Friday, August 23, 2013

9 Most Awesome Train Railways


Maeklong Market Railway (Thailand).

The food market in Maeklong, Thailand, is located on top of train tracks. Several times a day shopkeepers swiftly pack up their food stalls and pull back their canopies to let the trains pass. Once the trains have rumbled through, the crates of vegetables, fish and eggs are placed back into position and shoppers return to the tracks they use as a path through the market.

Napier-Gisborne Railway (New Zealand).

The Napier to Gisborne Railway Line is unique in the world in that it crosses the main runway of the Gisborne Airport. Trains have to stop and seek clearance from the air traffic control tower to cross the runway and continue down the line; not exactly a common sight, a 1939 steam train in the middle of an airport runway!

Tren a las Nubes - Train to the Clouds (Argentina).

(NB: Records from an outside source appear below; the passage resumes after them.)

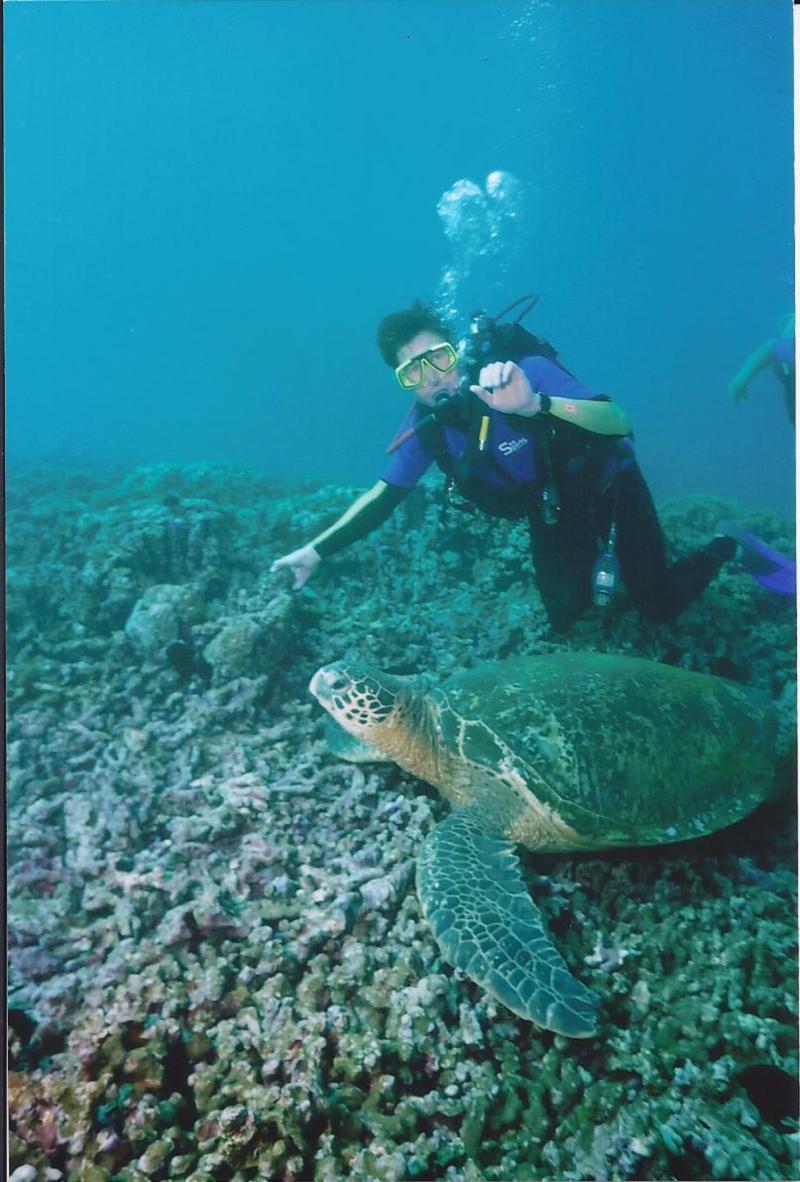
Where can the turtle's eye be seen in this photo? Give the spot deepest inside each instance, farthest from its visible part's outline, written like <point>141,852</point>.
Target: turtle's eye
<point>338,682</point>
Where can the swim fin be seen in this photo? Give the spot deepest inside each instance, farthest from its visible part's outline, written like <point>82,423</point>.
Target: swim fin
<point>769,567</point>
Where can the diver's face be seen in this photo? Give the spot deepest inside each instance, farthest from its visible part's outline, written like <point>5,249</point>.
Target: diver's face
<point>435,384</point>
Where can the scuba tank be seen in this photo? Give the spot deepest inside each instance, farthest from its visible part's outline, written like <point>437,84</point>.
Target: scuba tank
<point>605,573</point>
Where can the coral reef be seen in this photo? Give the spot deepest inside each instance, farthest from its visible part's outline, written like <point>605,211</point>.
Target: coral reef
<point>218,963</point>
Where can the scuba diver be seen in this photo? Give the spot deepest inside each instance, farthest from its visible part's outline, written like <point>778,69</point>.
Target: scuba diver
<point>775,354</point>
<point>520,437</point>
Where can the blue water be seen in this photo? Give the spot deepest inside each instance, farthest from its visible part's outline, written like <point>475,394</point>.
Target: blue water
<point>210,205</point>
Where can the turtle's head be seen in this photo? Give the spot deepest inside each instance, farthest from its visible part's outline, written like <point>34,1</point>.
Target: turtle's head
<point>388,713</point>
<point>362,700</point>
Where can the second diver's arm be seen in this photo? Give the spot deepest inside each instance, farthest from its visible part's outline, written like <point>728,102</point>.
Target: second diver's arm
<point>759,359</point>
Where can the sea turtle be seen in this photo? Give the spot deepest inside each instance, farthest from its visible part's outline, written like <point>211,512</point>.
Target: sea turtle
<point>563,752</point>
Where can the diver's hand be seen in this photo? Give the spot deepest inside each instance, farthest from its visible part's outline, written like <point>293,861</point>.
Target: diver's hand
<point>505,387</point>
<point>303,563</point>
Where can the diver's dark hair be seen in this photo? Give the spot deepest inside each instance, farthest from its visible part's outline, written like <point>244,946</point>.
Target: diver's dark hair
<point>398,328</point>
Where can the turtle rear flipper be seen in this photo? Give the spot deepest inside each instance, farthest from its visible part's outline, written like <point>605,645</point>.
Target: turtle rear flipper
<point>485,923</point>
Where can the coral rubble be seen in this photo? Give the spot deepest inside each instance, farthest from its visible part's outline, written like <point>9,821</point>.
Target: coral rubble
<point>218,965</point>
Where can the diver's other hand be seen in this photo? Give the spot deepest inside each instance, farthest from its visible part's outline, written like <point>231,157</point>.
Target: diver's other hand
<point>505,387</point>
<point>303,563</point>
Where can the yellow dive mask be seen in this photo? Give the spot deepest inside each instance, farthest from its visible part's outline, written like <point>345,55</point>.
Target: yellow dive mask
<point>411,374</point>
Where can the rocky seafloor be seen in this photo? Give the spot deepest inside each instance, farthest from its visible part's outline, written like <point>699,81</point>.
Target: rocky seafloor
<point>218,963</point>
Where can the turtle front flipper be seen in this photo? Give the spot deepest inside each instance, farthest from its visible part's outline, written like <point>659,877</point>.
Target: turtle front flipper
<point>474,897</point>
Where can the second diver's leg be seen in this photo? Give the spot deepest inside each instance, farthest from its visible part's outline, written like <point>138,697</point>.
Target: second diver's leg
<point>563,557</point>
<point>658,590</point>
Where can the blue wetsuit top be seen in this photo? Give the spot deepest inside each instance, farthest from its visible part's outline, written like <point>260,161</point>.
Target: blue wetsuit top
<point>509,442</point>
<point>508,460</point>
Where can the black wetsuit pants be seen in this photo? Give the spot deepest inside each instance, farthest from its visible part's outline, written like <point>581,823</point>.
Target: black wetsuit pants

The Tren a las Nubes (Train to/of the Clouds) is a touristic train service in Salta Province, Argentina. The service runs along the eastern part of the C-14 line of the Ferrocarril General Manuel Belgrano, that connects the Argentine Northwest with the Chilean border in the Andes mountain range, over 4,220 metres (13,850 ft) above mean sea level, the third highest railway in the world. Originally built for economic and social reasons, it is now primarily of interest to tourists as a heritage railway. The railway line has 29 bridges, 21 tunnels, 13 viaducts, 2 spirals and 2 zigzags. Because of the design decision not to use a rack-and-pinion for traction, the route had to be designed to avoid steep grades. The zigzags allow the train to climb up driving back and forth parallel to the slope of the mountain.

Tunnel of Love (Ukraine).

 Tunnel of Love is a beautiful spot in Klevan, Ukraine. A three kilometer railway section leads to the fibreboard factory. The train goes three times a day and delivers wood to the factory. However, the trees make a green corridor, which attracts many couples, as well as photographers for its eye catching avenue. It is said that if you and your beloved come to the Tunnel of Love and sincerely make a wish, it will come true.

Georgetown Loop Railroad (USA).

 The Georgetown Loop Railroad was one of Colorado's first visitor attractions. Completed in 1884, this spectacular stretch of three-foot narrow gauge railroad was considered an engineering marvel for its time. The thriving mining towns of Georgetown and Silver Plume lie two miles apart in a steep, narrow mountain canyon. To connect them, the railroad's builders designed a “corkscrew” route that traveled twice the distance, slowly gaining more than 600 feet in elevation. It included horseshoe curves, grades of up to 4%, and four bridges across Clear Creek, including the massive Devil's Gate High Bridge.

The Danger Railway (Thailand).

The Burma Railway, also known as the Danger Railway, is a 415 kilometres (258 mi) railway between Bangkok, Thailand, and Rangoon, Burma. More than 90,000 workers and 16,000 Allied prisoners of wars died during the construction of this railway, a horrific episode that forms the backdrop for David Lean's The Bridge on the River Kwai. A ride on a surviving section of the route is now a popular activity for visitors to Kanchanaburi, to the northwest of the Thai capital. The train hugs the sides of sheer cliffs, and passes over a number of rickety wooden bridges.

Gyeonghwa Station (South Korea).

There are 340,000 cherry trees in in Jinhae, South Korea. When they bloom in the spring, they create a dazzling display of falling blossoms. Gyeonghwa Station, where this photo was taken, is a popular tourist attraction for that reason.

Trans-Siberian, World's Longest Railway (Russia).

 The Trans-Siberian Railway is a network of railways connecting Moscow with the Russian Far East and the Sea of Japan. It is the longest railway line in the world. There are connecting branch lines into Mongolia, China and North Korea. It has connected Moscow with Vladivostok since 1916 and is still expanded.

The Landwasser Viaduct (Switzerland).

Switzerland has large areas of land that are mountainous. In the 19th Century and before, the mountainous terrain meant that it was difficult to travel across country and consequently communications were relatively poor. The Swiss railway engineers of the ninetieth and twentieth century had to be extremely innovative, imaginative and courageous to build a complex and efficient mountain railway system. This not only included planning and building difficult mountain routes but also the many bridges and tunnels needed to cross and go under mountainous areas. The Swiss are still investing heavily in their railway network, making it one of the most efficient and advanced in the world.